Je m’affirme en tant que femme et féministe. Cela vous gêne ? Pourquoi ? Je ne me sens pas victime et appeler un chat, un chat n’est pas de l’agressivité.
C’est un mouvement (même s’il recouvre une infinité de courants) qui existe. Il n’a pas encore trop fait de victimes collatérales. Si les gens réagissent comme vous le faites, c’est justement parce qu’on a peur d’en parler, par désinformation, par propagande. Cela fait partie de notre histoire comme le socialisme (et je souviens d’une époque où l’on avait honte de se dire socialiste), l’impressionnisme, le maoïsme, le cégétisme, l’écologisme,etc.

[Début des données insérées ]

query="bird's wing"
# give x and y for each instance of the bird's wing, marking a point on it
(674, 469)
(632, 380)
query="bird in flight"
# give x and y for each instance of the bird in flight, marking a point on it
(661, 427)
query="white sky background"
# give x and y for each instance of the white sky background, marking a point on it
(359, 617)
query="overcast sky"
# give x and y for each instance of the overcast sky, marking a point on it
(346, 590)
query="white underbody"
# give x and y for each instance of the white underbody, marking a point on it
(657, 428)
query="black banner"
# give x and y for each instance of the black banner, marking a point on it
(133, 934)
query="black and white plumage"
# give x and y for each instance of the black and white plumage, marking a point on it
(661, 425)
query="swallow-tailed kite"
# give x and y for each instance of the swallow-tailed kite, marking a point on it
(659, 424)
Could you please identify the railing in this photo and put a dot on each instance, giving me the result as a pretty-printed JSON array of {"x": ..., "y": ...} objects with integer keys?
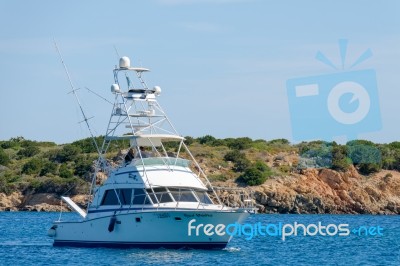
[
  {"x": 162, "y": 161},
  {"x": 236, "y": 197}
]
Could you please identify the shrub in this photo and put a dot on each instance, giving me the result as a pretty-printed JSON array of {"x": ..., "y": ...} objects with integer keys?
[
  {"x": 219, "y": 177},
  {"x": 65, "y": 172},
  {"x": 189, "y": 140},
  {"x": 241, "y": 165},
  {"x": 68, "y": 153},
  {"x": 87, "y": 145},
  {"x": 253, "y": 176},
  {"x": 32, "y": 167},
  {"x": 206, "y": 140},
  {"x": 365, "y": 155},
  {"x": 234, "y": 156},
  {"x": 239, "y": 160},
  {"x": 28, "y": 151},
  {"x": 340, "y": 162},
  {"x": 240, "y": 143},
  {"x": 83, "y": 165},
  {"x": 49, "y": 168}
]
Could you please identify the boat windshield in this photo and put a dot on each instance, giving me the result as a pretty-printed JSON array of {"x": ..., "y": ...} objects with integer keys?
[
  {"x": 161, "y": 161},
  {"x": 139, "y": 196}
]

De nombreux mouvements comme le syndicalisme se sont créés pour tenter d’améliorer la condition d’hommes et de femmes. Ils agissent plus ou moins violemment lorsqu’une situation d’inégalité et d’injustice entre deux groupes perdurent. Vous ne pouvez nier que les femmes n’ont pas eu les mêmes droits que la majorité des hommes (même chose chez les hommes et ils ont fait la révolution pour améliorer leur sort). L’enseignement, le vote, la représentation dans les corps constituée sont relativement récents. Le Code Napoléon avait bien infantilisé les femmes qui ne pouvaient s’administrer. J’imagine que vous ne trouvez pas cela normal. Les exemples sont infinis.
Les réajustement obtenus se sont fait à partir des actions des différents mouvements féministes impliquant femmes et hommes. C’est un progrès énorme dont bénéficie nombre de personnes dans nos démocraties. Vos filles peuvent étudier la médecine, peuvent s’engager poliquement, si elles le veulent, conduire, voyager. (certaines ne peuvent même pas dans certains pays). Est-ce avoir trop demandé ?
Un syndicaliste (ouvrier, cadre) qui a obtenu des améliorations de condition ne va pas pour autant baisser les bras. Il va être attentif à rester mobiliser afin de garder ses acquis. Il n’aura pas honte de se dire syndicaliste et s’il demande une augmentation de salaire ou une amélioration des ses conditions de travail, on ne va pas lui dire qu’il pleurniche ! qu’il se considère une vicitime !!
Le féminisme est une forme de syndicalisme. Rien de contagieux ni honteux.
Il y a de la place pour les féministes femmes et hommes et ils peuvent apporter une autre façon de voir, de penser.